Arma di Taggia, nuovo incubo in piena estate: divieto di balneazione su tutto il litorale
Le analisi Arpal rilevano il superamento dei limiti degli enterococchi intestinali. Domani i campionamenti suppletivi. Le prime informazioni escluderebbero collegamenti con gli interventi di Rivieracqua
Taggia. Il problema si ripresenta, questa volta nel cuore della stagione turistica. A meno di due mesi dall’emergenza che aveva messo in scacco le spiagge di Arma all’inizio dell’estate, il sindaco Mario Conio ha annunciato poco fa l’imminente emanazione di una nuova ordinanza di divieto temporaneo di balneazione estesa all’intero litorale comunale.
A far scattare il provvedimento sono stati i risultati delle analisi effettuate da Arpal ieri, 4 agosto. I campioni hanno evidenziato il superamento dei limiti di legge relativi agli enterococchi intestinali, parametro microbiologico utilizzato per valutare la qualità e la sicurezza delle acque destinate alla balneazione.
«Nel rispetto del principio di precauzione e a tutela della salute pubblica sarà emessa a breve un’ordinanza di divieto temporaneo di balneazione per l’intero litorale comunale», ha comunicato Conio, invitando residenti e turisti a rispettare il provvedimento fino a una nuova comunicazione ufficiale.
Arpal tornerà già domani a effettuare i campionamenti suppletivi. Saranno queste analisi a chiarire se il superamento dei valori sia stato circoscritto e temporaneo oppure se il divieto dovrà rimanere in vigore più a lungo. La revoca potrà arrivare soltanto dopo il rientro dei parametri nei limiti previsti dalla normativa.
Al momento non è stata individuata la causa dell’alterazione. Stando alle prime informazioni raccolte, l’episodio non sarebbe collegato agli interventi eseguiti da Rivieracqua sul territorio comunale. Saranno quindi necessari ulteriori accertamenti per ricostruire l’origine della contaminazione che ha interessato l’intera costa di Arma.
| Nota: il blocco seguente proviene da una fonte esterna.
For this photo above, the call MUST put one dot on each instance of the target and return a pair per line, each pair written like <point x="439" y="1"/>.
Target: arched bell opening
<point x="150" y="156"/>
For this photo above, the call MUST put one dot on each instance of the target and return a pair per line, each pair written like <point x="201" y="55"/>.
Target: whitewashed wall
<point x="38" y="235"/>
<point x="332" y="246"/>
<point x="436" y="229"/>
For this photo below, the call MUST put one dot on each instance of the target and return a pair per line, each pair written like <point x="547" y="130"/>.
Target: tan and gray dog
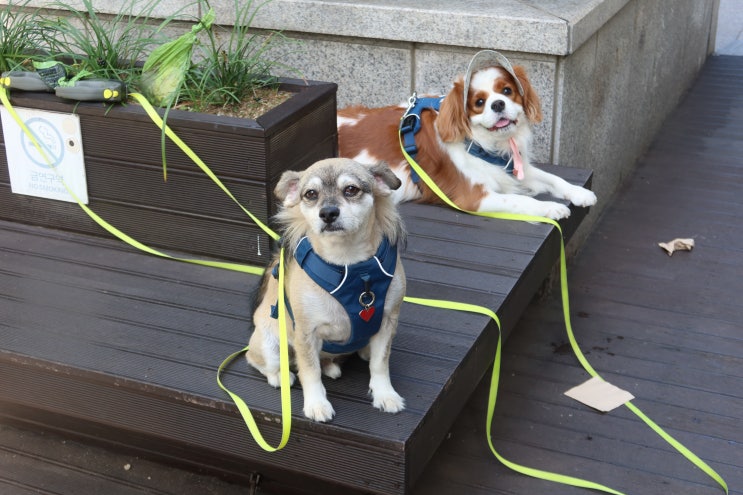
<point x="344" y="280"/>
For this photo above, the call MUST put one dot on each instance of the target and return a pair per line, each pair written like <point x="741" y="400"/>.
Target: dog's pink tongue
<point x="502" y="123"/>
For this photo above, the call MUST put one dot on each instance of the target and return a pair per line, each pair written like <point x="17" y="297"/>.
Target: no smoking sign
<point x="56" y="173"/>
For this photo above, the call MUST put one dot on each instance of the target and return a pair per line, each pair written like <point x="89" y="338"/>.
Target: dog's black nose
<point x="329" y="213"/>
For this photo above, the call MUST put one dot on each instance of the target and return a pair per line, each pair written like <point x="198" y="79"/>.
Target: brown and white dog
<point x="488" y="112"/>
<point x="340" y="229"/>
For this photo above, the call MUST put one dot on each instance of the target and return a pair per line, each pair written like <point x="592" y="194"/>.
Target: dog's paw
<point x="331" y="370"/>
<point x="389" y="401"/>
<point x="581" y="197"/>
<point x="553" y="210"/>
<point x="319" y="410"/>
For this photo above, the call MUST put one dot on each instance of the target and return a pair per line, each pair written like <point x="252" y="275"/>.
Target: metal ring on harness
<point x="364" y="295"/>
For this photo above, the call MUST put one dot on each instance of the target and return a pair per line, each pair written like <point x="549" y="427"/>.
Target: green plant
<point x="104" y="46"/>
<point x="19" y="37"/>
<point x="234" y="62"/>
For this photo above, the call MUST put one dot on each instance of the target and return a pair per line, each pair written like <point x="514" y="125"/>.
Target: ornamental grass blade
<point x="165" y="69"/>
<point x="164" y="72"/>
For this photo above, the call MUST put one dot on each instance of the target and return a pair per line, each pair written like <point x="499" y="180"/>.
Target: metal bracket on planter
<point x="24" y="80"/>
<point x="93" y="90"/>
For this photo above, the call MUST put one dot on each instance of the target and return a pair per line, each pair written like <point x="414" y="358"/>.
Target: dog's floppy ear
<point x="287" y="189"/>
<point x="452" y="122"/>
<point x="385" y="178"/>
<point x="532" y="106"/>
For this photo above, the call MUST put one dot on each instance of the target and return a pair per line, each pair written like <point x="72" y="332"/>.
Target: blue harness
<point x="360" y="288"/>
<point x="410" y="124"/>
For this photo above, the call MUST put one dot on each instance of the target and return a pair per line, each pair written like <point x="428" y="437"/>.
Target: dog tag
<point x="367" y="313"/>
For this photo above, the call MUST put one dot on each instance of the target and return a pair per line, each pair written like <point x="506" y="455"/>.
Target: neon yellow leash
<point x="693" y="458"/>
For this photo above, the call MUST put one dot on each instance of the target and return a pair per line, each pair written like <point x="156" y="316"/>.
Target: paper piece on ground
<point x="677" y="245"/>
<point x="599" y="394"/>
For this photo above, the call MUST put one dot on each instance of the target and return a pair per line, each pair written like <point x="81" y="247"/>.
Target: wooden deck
<point x="666" y="328"/>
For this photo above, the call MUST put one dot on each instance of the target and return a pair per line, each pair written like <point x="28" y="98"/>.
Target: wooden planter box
<point x="123" y="165"/>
La notizia è destinata a gettare nuovamente nello sconforto gli operatori balneari, oltre ai commercianti e alle attività del lungomare. Se nel mese di giugno il primo stop aveva colpito l’avvio della stagione, questa volta il divieto arriva nei giorni di massimo afflusso, con le spiagge piene di residenti e turisti e con il fine settimana alle porte.
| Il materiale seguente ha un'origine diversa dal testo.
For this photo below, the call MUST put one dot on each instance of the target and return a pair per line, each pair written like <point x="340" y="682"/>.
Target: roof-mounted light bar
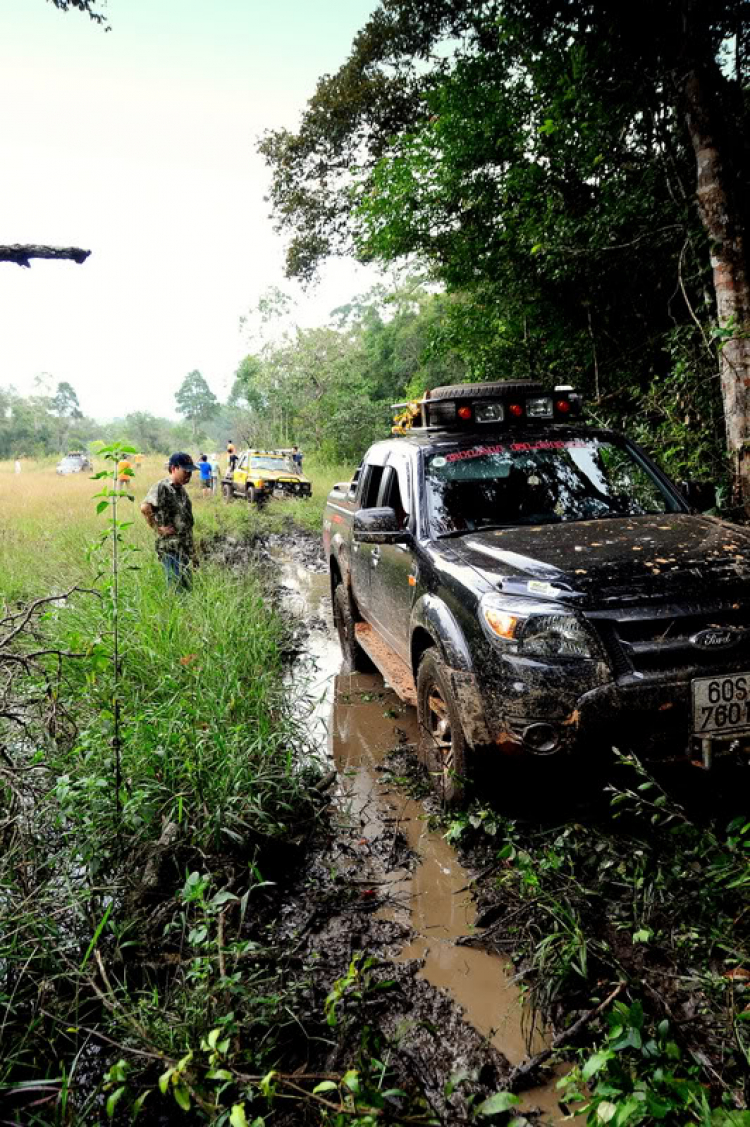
<point x="459" y="414"/>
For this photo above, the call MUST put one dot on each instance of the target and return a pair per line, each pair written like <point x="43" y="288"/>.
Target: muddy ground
<point x="440" y="926"/>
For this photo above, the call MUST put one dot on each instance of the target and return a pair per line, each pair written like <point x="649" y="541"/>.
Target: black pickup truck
<point x="539" y="588"/>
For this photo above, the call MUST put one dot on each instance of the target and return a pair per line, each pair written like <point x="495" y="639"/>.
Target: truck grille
<point x="637" y="640"/>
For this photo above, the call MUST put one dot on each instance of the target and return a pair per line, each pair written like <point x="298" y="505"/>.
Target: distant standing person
<point x="168" y="511"/>
<point x="215" y="472"/>
<point x="204" y="467"/>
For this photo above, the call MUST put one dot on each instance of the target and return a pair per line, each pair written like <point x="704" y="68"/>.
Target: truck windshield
<point x="540" y="481"/>
<point x="268" y="463"/>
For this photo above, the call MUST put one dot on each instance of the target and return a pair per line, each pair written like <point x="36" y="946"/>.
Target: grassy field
<point x="193" y="736"/>
<point x="49" y="521"/>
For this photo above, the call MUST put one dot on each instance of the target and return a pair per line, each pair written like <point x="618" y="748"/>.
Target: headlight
<point x="532" y="628"/>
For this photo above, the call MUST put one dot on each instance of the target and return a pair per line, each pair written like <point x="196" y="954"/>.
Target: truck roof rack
<point x="475" y="406"/>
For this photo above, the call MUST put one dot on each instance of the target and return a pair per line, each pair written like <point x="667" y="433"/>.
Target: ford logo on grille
<point x="717" y="638"/>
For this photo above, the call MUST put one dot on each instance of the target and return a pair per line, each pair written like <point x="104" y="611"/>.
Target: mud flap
<point x="470" y="708"/>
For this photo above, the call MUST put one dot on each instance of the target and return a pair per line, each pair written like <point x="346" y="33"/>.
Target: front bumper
<point x="652" y="717"/>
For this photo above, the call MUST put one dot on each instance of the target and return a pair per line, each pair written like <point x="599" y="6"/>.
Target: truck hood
<point x="624" y="559"/>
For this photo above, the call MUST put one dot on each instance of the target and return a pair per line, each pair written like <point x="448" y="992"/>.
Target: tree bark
<point x="21" y="254"/>
<point x="723" y="224"/>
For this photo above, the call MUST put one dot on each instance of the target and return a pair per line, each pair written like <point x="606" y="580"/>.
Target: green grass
<point x="209" y="747"/>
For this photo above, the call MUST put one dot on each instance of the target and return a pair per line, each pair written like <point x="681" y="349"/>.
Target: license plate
<point x="721" y="704"/>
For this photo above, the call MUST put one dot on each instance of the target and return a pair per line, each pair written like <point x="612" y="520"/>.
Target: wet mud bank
<point x="621" y="913"/>
<point x="387" y="887"/>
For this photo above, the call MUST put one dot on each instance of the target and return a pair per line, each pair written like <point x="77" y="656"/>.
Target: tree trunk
<point x="723" y="224"/>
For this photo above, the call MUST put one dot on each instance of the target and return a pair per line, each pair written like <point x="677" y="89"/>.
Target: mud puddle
<point x="420" y="881"/>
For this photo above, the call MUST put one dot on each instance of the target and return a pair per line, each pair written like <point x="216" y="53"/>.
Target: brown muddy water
<point x="360" y="720"/>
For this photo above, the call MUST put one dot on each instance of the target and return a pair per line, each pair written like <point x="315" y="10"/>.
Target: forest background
<point x="563" y="197"/>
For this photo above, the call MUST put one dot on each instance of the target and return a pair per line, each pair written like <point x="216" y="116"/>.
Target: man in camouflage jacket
<point x="168" y="511"/>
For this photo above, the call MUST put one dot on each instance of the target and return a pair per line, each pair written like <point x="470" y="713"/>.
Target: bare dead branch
<point x="21" y="253"/>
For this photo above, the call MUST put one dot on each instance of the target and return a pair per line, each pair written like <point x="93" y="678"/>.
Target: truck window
<point x="390" y="495"/>
<point x="371" y="486"/>
<point x="540" y="481"/>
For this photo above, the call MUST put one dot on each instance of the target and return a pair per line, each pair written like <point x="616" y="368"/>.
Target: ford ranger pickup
<point x="540" y="588"/>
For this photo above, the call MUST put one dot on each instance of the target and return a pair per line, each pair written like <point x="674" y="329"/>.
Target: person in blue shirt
<point x="204" y="467"/>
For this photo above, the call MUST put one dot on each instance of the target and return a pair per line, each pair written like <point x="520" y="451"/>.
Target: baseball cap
<point x="184" y="461"/>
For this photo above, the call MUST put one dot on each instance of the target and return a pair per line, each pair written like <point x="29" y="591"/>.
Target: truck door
<point x="368" y="491"/>
<point x="393" y="575"/>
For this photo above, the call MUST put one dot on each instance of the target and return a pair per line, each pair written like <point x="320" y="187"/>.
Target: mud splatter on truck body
<point x="540" y="588"/>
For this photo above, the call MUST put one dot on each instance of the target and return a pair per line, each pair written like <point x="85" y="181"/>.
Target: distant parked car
<point x="75" y="462"/>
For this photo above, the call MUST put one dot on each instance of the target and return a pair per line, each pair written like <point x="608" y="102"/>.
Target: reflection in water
<point x="360" y="721"/>
<point x="432" y="897"/>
Il precedente risale alla seconda metà di giugno, quando il Comune aveva disposto il divieto di balneazione su tutto il litorale dopo la rottura di una condotta fognaria avvenuta durante i lavori di messa in sicurezza del torrente Argentina. La vicenda aveva attraversato il primo fine settimana dell’estate, provocando pesanti ripercussioni sull’immagine turistica della località e sull’attività degli stabilimenti. Solo il 25 giugno, dopo una serie di controlli e campionamenti, i valori erano tornati nei limiti e l’ordinanza era stata revocata.
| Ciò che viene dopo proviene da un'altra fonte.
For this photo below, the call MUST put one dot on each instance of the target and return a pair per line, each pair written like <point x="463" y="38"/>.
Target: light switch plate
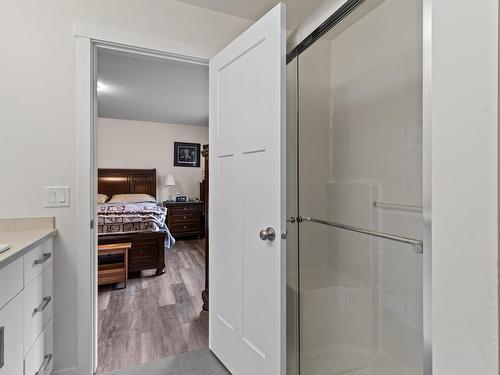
<point x="56" y="196"/>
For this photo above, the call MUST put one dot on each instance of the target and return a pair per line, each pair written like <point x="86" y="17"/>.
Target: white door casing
<point x="247" y="121"/>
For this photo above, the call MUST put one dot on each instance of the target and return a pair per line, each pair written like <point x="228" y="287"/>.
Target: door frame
<point x="89" y="38"/>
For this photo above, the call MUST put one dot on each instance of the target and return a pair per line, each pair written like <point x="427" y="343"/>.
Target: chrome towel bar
<point x="418" y="246"/>
<point x="398" y="207"/>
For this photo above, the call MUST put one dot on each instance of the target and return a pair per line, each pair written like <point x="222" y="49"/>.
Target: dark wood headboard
<point x="126" y="181"/>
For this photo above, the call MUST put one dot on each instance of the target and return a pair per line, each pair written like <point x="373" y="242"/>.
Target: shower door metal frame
<point x="343" y="11"/>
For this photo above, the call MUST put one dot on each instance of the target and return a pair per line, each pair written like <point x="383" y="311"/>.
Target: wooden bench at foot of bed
<point x="147" y="250"/>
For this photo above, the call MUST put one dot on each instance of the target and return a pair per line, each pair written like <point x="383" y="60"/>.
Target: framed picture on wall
<point x="186" y="154"/>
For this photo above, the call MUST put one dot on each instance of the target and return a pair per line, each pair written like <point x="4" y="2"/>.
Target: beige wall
<point x="138" y="144"/>
<point x="38" y="130"/>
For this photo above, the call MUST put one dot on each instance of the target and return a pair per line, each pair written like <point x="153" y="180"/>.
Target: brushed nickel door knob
<point x="267" y="234"/>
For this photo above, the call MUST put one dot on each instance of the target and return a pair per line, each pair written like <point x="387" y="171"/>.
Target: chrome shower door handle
<point x="267" y="234"/>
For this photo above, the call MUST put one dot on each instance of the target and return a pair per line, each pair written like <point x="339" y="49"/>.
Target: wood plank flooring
<point x="155" y="316"/>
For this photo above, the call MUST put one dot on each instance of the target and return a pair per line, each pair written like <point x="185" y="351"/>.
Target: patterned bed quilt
<point x="114" y="218"/>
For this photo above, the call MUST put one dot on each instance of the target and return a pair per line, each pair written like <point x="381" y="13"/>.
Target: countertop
<point x="23" y="235"/>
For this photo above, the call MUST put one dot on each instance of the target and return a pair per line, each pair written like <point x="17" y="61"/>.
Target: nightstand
<point x="184" y="219"/>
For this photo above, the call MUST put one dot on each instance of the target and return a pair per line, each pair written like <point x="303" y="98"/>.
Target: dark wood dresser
<point x="185" y="219"/>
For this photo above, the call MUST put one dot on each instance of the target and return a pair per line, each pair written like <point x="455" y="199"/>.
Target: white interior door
<point x="247" y="117"/>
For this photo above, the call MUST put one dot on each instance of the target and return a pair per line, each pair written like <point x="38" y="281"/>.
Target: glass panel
<point x="292" y="308"/>
<point x="360" y="142"/>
Questa volta il quadro iniziale è differente, almeno per quanto è stato possibile accertare nelle prime ore. Non viene segnalato un guasto noto alla rete fognaria e non emergerebbero collegamenti con i cantieri di Rivieracqua. Resta però il medesimo effetto: l’impossibilità di entrare in mare lungo tutto il litorale fino a quando Arpal non certificherà il ripristino delle condizioni di sicurezza.
Per Arma di Taggia è un nuovo colpo durissimo. Il mare e le spiagge rappresentano il fulcro dell’economia turistica locale e un divieto generalizzato nel pieno di agosto rischia di produrre conseguenze immediate non soltanto sugli stabilimenti, ma sull’intero comparto commerciale e ricettivo. Tutto dipenderà ora dai risultati delle analisi suppletive previste per domani e dalla rapidità con cui potranno essere individuate e, se necessario, rimosse le cause del superamento.